O. angustissima (Salter), on the other hand, is actually rare In Shropshire and confined to the upper part of the Meadowtown Formation (teretiusculus Zone). Within the Builth-Llandrinod inlier of mid-Wales, however, the species occurs slightly higher stratigraphically and is commonly associated with Nemagraptus gracilis within the lowest Caradoc Series. O. angustissima, differs from O. debuchii in having mainly thirteen instead of eleven ribs in the pygidium, and with a fourteenth pair faintly indicated in some specimens.

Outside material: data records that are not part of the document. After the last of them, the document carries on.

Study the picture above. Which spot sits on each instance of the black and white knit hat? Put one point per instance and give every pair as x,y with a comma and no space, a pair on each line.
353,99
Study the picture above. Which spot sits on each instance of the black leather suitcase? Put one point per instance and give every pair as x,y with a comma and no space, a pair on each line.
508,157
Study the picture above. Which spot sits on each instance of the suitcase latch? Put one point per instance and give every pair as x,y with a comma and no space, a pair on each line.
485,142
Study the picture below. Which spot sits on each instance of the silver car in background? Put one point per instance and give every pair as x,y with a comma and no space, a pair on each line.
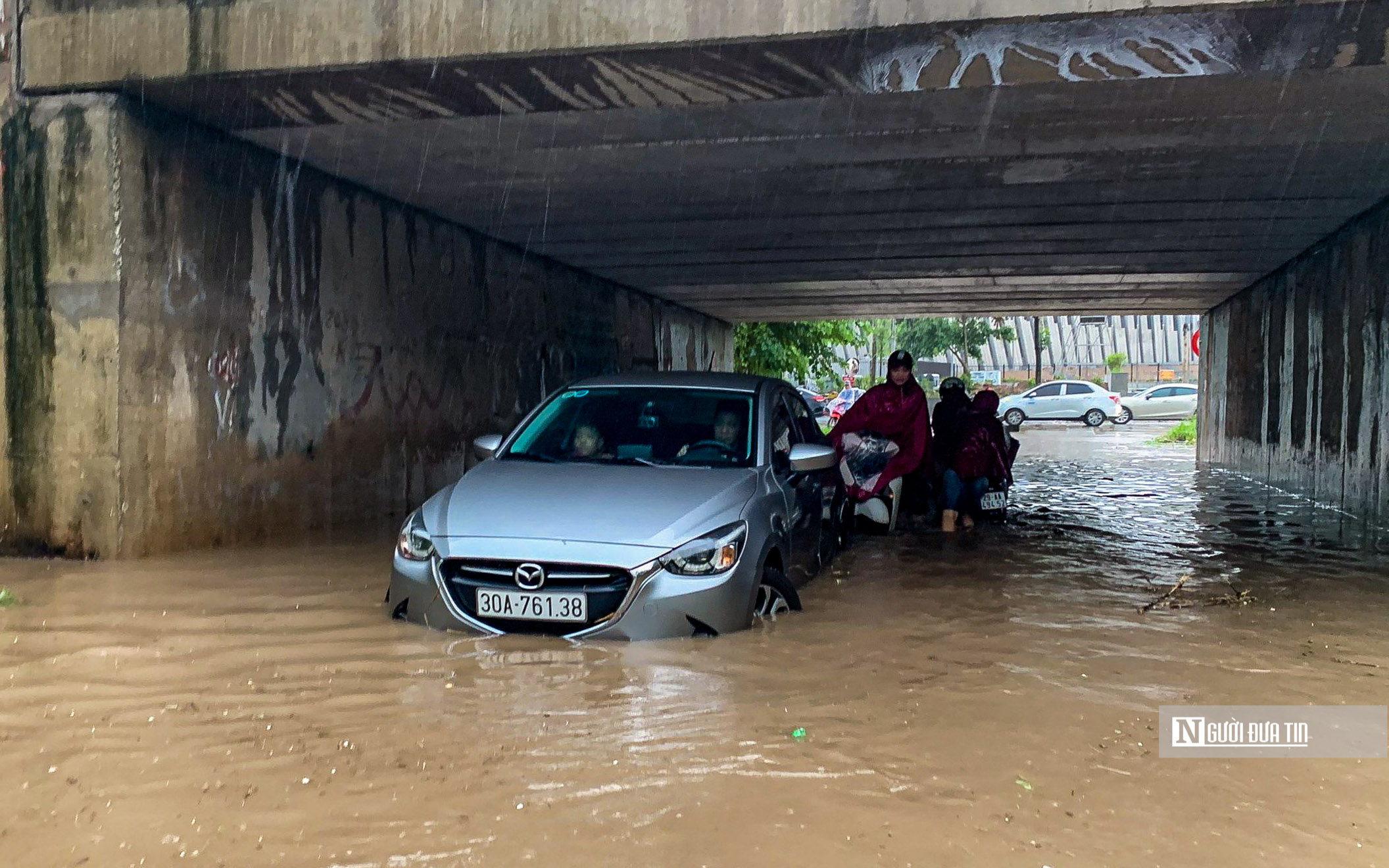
1161,402
629,507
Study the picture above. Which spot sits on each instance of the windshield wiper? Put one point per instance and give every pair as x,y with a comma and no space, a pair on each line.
633,460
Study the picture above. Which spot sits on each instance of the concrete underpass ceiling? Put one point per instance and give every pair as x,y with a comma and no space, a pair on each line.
1125,164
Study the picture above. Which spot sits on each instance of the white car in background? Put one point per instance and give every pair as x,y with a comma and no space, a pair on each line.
1164,402
1074,400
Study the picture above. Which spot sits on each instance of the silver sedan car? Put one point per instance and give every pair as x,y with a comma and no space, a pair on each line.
631,507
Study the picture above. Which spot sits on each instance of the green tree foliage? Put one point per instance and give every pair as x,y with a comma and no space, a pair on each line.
962,338
791,349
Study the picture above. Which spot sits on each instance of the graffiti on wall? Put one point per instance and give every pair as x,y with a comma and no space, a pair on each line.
226,371
1154,46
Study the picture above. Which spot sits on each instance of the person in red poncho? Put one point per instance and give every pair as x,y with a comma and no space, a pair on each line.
885,434
983,459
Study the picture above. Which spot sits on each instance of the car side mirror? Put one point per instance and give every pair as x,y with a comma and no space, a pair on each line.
487,446
808,457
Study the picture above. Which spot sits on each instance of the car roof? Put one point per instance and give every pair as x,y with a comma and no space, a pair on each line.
688,379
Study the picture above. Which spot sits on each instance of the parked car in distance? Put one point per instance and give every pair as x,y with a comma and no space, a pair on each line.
819,404
1166,402
844,402
637,506
1064,399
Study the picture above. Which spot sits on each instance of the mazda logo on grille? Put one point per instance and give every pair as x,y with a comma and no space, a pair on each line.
529,577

Ogygiocarella cf. angustissima (Salter) is recorded from the Caerhys Shale Formation (Llandeilian – teretiusculus Zone) in the main part of Porth Gain Slate Quarry, Abereiddy Bay, Pembrokeshire, Southwest Wales.

== Description ==
Ogygiocarella has a very flat calcified dorsal exoskeleton, with an oval outline (about 1½× longer than wide). The headshield (or cephalon) is 2½× wider than long, and of equal size as the tailshield (or pygidium), a state called isopygeous. Both are semicircular. The backcorners of the cephalon end in so-called genal spines that stick backwards approximately to the 6th thorax segment. The central raised area of the cephalon (or glabella) has 4 pairs of furrows and expands in front of the eyes. The eyes are small, close to the glabella and in the rear half of the cephalon. The dorsal facial sutures, that split when moulding, arch from the front of the eye and pass in front of the glabella. The suture follows the top of the visual surface, as in all trilobites, and from there cut backwards and outwards at approximately 45° to reach the posterior margin of the cephalon approximately halfway between the glabella and the lateral border. As usual for members of the family Asaphidae, it has 8 articulating segments in the middle part of the body (or thorax). The axis is about half as wide as the ribs (or pleurae) to each of the sides. In the thorax the axis tapers slightly towards the back. In the pygidium the axis tapers stronger and terminates a short distance from the margin in a roundish endpiece. It has 10-14 ribs on each side of the axis, which fade-out in the border that is as wide as the axis.